Chapter 20 #2
"A what?"
"The NeverEnding Story. You have Netflix, right?"
"Yes, but I've never seen it."
"Good. Then this will be new for you."
I stepped past him into the foyer without waiting for an invitation, because waiting for invitations had never been my style and because if I hesitated now I might lose my nerve entirely.
I navigated his home like I belonged there, my cane tapping against imported marble as I made my way toward what looked like a living room. The space was exactly as I'd imagined: expensive, tasteful, and utterly devoid of personality. A mausoleum decorated by committee.
But he was here, and that changed everything.
I shrugged off my coat, draping it over a custom leather chair without ceremony, then placed the paper bag on his coffee table. The Burger King logo looked obscene against the expensive glass.
His eyes widened at the sight of greasy fast food threatening his hand-polished Italian marble. "Wait, you can't just..."

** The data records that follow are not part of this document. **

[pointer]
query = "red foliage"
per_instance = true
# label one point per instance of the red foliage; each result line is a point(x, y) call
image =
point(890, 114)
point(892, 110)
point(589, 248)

But I was already unwrapping the food, the paper crinkling against the pristine surface. Let him panic about his coffee table. Let him fuss over the presentation. That was Maxime, always trying to impose order on chaos, always trying to control the uncontrollable.
He disappeared into the kitchen and returned with porcelain plates, sterling silver cutlery, and pressed linen napkins. I watched him slide a plate beneath my half-unwrapped burger, watched him place a coaster under the drink I hadn't even ordered.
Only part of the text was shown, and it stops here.